Will the president employ “executive privilege” to keep ousted FBI director James Comey from testifying or providing documents to Congress? Just what is executive privilege anyway?
You won’t find it clearly defined in the U.S. Constitution or any federal statute. Laws dance around it, but it’s more of a concept tried and tested by many presidents — with wins and losses determined by courts — since the infamous Watergate case. Obviously, Nixon lost that one. Same goes for President Clinton, who couldn’t keep his initial silence about Ms. Lewinsky. Other assertions of executive privilege have been successful, such as when the first President Bush prevented the release of Navy documents during a Congressional investigation of its aircraft program.
Clear parameters elude the historically case-by-case approach.

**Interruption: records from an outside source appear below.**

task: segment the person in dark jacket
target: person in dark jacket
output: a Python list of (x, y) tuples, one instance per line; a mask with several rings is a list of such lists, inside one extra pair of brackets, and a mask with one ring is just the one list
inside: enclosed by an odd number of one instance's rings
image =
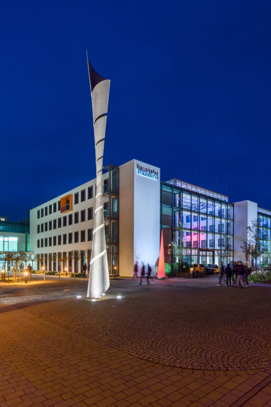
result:
[(233, 270), (232, 271), (232, 280), (235, 280), (234, 284), (236, 285), (236, 278), (237, 278), (237, 270), (238, 268), (238, 264), (236, 263), (233, 266)]
[(250, 274), (250, 268), (248, 266), (245, 266), (245, 272), (244, 273), (244, 281), (246, 283), (246, 285), (248, 286), (249, 285), (249, 281), (248, 280), (248, 277)]
[(149, 264), (148, 263), (148, 272), (147, 273), (147, 281), (148, 282), (147, 282), (148, 284), (149, 284), (149, 282), (148, 281), (148, 279), (149, 278), (149, 276), (150, 276), (150, 273), (152, 273), (152, 268), (150, 266), (150, 265), (149, 265)]
[(140, 282), (139, 283), (140, 284), (142, 284), (142, 277), (145, 277), (145, 265), (144, 264), (144, 262), (142, 262), (142, 268), (141, 268), (141, 273), (140, 276)]
[[(244, 288), (245, 284), (244, 282), (244, 274), (245, 273), (245, 267), (240, 261), (238, 261), (237, 267), (235, 268), (236, 278), (235, 280), (235, 286), (236, 287), (239, 286), (239, 283), (241, 284), (241, 288)], [(247, 286), (248, 287), (248, 285)]]
[[(225, 274), (226, 274), (226, 278), (227, 279), (227, 285), (229, 285), (229, 282), (230, 283), (230, 285), (231, 285), (231, 276), (232, 275), (232, 272), (231, 268), (230, 267), (229, 263), (228, 263), (227, 267), (225, 269)], [(233, 283), (233, 282), (232, 282), (232, 283)]]
[(223, 276), (223, 274), (225, 273), (225, 267), (224, 267), (224, 265), (221, 261), (220, 263), (220, 267), (219, 268), (219, 282), (217, 285), (221, 285), (221, 281), (222, 280), (222, 277)]

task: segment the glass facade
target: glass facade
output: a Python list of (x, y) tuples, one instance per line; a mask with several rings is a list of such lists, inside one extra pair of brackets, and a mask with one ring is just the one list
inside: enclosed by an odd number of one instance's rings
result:
[[(176, 181), (161, 184), (161, 227), (165, 261), (178, 260), (172, 253), (171, 242), (177, 241), (180, 221), (183, 261), (218, 265), (221, 261), (229, 263), (233, 257), (233, 205), (225, 195), (196, 187), (187, 190), (182, 184), (178, 186)], [(201, 193), (197, 193), (197, 188)], [(205, 192), (206, 196), (203, 194)]]
[(260, 261), (265, 266), (271, 263), (271, 212), (264, 210), (264, 212), (258, 213), (258, 225), (261, 250), (263, 252)]

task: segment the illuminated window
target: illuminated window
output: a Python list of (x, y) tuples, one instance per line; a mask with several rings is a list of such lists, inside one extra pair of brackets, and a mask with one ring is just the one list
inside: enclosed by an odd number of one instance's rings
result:
[(87, 188), (87, 199), (90, 199), (93, 197), (93, 187), (88, 187)]
[(87, 240), (88, 242), (91, 242), (93, 239), (93, 229), (87, 229)]
[(17, 251), (18, 238), (0, 236), (0, 251)]
[(89, 208), (87, 210), (87, 220), (93, 219), (93, 208)]
[(74, 232), (74, 243), (78, 243), (79, 242), (79, 232)]

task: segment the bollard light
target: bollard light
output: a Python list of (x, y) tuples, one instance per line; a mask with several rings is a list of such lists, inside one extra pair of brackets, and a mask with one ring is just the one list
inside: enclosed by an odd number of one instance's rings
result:
[(44, 266), (43, 266), (41, 268), (42, 270), (43, 271), (44, 274), (44, 281), (45, 281), (45, 270), (44, 269)]

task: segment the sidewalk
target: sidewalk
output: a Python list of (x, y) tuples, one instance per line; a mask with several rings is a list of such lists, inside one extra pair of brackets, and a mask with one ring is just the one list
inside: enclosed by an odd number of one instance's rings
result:
[(0, 284), (1, 407), (271, 406), (270, 287), (87, 284)]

Cornell University’s Legal Information Institute defines it as the privilege allowing the president (and others in the executive branch) to keep certain communications private, if disclosing them would disrupt the branch’s functions and decision-making process.

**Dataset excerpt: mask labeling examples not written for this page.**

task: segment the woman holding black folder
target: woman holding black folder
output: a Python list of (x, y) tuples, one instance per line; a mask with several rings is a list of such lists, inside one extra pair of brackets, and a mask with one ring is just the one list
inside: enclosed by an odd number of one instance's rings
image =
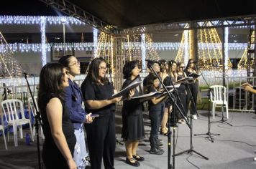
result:
[(106, 69), (103, 58), (93, 59), (81, 85), (86, 111), (99, 115), (92, 123), (85, 125), (92, 169), (101, 168), (102, 158), (105, 168), (114, 168), (115, 103), (122, 97), (111, 98), (114, 87), (106, 77)]
[[(196, 66), (195, 62), (190, 59), (188, 60), (188, 64), (184, 69), (184, 72), (186, 74), (188, 77), (191, 73), (197, 73), (196, 71)], [(194, 80), (188, 84), (188, 90), (190, 90), (191, 92), (192, 95), (190, 94), (190, 91), (188, 91), (188, 96), (187, 96), (187, 107), (189, 107), (189, 102), (191, 101), (191, 115), (192, 115), (192, 118), (196, 120), (197, 116), (196, 113), (196, 101), (197, 101), (197, 95), (198, 93), (198, 79), (194, 79)]]
[[(126, 80), (122, 89), (135, 80), (142, 81), (139, 75), (140, 71), (137, 62), (127, 62), (123, 68), (124, 79)], [(132, 97), (142, 95), (142, 88), (139, 85), (127, 93), (127, 96), (124, 97), (128, 100), (124, 101), (122, 110), (123, 120), (122, 137), (125, 140), (126, 163), (132, 166), (140, 166), (139, 161), (145, 160), (143, 157), (137, 154), (139, 140), (145, 137), (142, 104), (137, 100), (130, 100)]]

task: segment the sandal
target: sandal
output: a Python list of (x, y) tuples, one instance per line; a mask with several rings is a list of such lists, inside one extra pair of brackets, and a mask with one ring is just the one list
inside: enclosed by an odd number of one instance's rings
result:
[[(132, 162), (132, 161), (134, 161), (134, 162)], [(125, 163), (127, 163), (129, 165), (131, 165), (132, 166), (134, 167), (139, 167), (140, 165), (140, 163), (137, 162), (134, 158), (128, 158), (127, 157), (126, 160), (125, 160)]]
[(137, 161), (144, 161), (145, 160), (145, 158), (143, 157), (140, 156), (137, 154), (132, 155), (132, 157)]

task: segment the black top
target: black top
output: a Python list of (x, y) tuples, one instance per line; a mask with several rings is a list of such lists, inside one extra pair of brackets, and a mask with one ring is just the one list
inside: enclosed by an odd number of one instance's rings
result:
[[(81, 84), (81, 90), (84, 100), (109, 100), (111, 98), (114, 94), (113, 85), (109, 82), (103, 85), (86, 79)], [(90, 110), (86, 105), (87, 112), (99, 114), (100, 115), (110, 115), (110, 113), (114, 112), (115, 110), (116, 105), (114, 103), (97, 110)]]
[[(137, 79), (138, 82), (141, 81), (140, 77)], [(125, 88), (128, 86), (132, 80), (127, 79), (122, 87), (122, 89)], [(140, 96), (142, 95), (142, 89), (140, 85), (135, 88), (134, 95), (133, 97)], [(129, 95), (129, 92), (127, 93)], [(140, 115), (142, 111), (142, 103), (138, 102), (137, 100), (127, 100), (124, 101), (123, 107), (122, 112), (123, 115)]]
[(65, 105), (63, 100), (59, 95), (52, 93), (47, 94), (44, 97), (42, 97), (42, 100), (40, 105), (42, 122), (42, 127), (45, 135), (43, 154), (45, 153), (46, 155), (50, 156), (51, 154), (53, 155), (55, 154), (60, 153), (59, 149), (56, 146), (54, 140), (52, 138), (51, 130), (50, 127), (48, 119), (46, 114), (47, 104), (52, 98), (55, 98), (55, 97), (59, 98), (63, 105), (63, 119), (62, 119), (63, 132), (67, 140), (68, 148), (71, 152), (71, 154), (73, 155), (73, 152), (76, 143), (76, 135), (74, 134), (74, 128), (73, 124), (69, 118), (68, 109)]
[[(180, 80), (182, 78), (185, 77), (185, 74), (178, 74), (178, 77), (177, 77), (177, 80)], [(182, 82), (180, 84), (180, 86), (178, 88), (178, 91), (179, 92), (184, 92), (184, 91), (186, 90), (186, 83)]]
[(165, 84), (165, 86), (172, 86), (173, 81), (174, 81), (173, 78), (168, 76), (165, 78), (163, 82)]
[(143, 79), (143, 88), (144, 88), (144, 90), (145, 91), (145, 94), (148, 93), (147, 90), (150, 87), (150, 84), (149, 84), (149, 81), (150, 79), (152, 79), (153, 77), (154, 77), (154, 74), (150, 72), (150, 73), (149, 73), (149, 74), (147, 77), (145, 77), (144, 78), (144, 79)]
[[(153, 88), (149, 88), (149, 89), (150, 90), (147, 91), (148, 93), (157, 92), (156, 89), (153, 89)], [(154, 105), (152, 103), (152, 102), (151, 101), (151, 100), (150, 100), (148, 101), (148, 106), (149, 106), (150, 112), (162, 110), (162, 102), (158, 102), (156, 105)]]

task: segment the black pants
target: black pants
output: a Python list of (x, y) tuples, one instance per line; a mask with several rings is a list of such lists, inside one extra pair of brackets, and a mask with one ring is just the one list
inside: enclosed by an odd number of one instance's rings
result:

In plain terms, the president needs advice unfettered by fears of public censure. On the other hand, the public’s right to know what its leaders do, and why, is the cornerstone of a free republic. Privilege tests the fulcrum balancing these two.
As Watergate demonstrated, executive privilege doesn’t extend to information germane to a criminal investigation. Even where it exists, it can be overcome by a “compelling government interest” in disclosure. That’s legal jargon for the highest of three levels of scrutiny applied by federal courts when considering the legality of government action.
According to New York University’s Brennan Law Center, potentially protected executive disclosures fall into four basic categories:
1. Presidential communications: Directly from the president, or to him from his immediate advisers, or sometimes, between those advisers. Subject is material; actual advice and policy issues are more likely to qualify.
2. Attorney-client: Government enjoys the same attorney-client confidentiality as do private citizens; however, executive privilege doesn’t apply in cases of criminal accusation.
3. Deliberative process: This protects “pre-decisional” communications. The idea is that, except in cases of misconduct, disclosing these could discourage the give-and-take nature of the decision-making process, and diminish its effectiveness.
4. National security: Obviously keeping sensitive and security-related information from public disclosure is appropriate. However, this privilege has also historically been ripe for abuse, so courts tend to carefully scrutinize the supporting facts before recognizing it.
Even if executive privilege for a particular communication exists, like other types of legal privilege it can be waived. One example of waiver would be the president’s own public disclosures on the same topic.
It’s impossible for anyone to predict with certainty where the chips will fall. That’s one of the defining elements of democracy: The line balancing the people’s right to know, against their representative government’s interests in restricting that right, is never a straight one.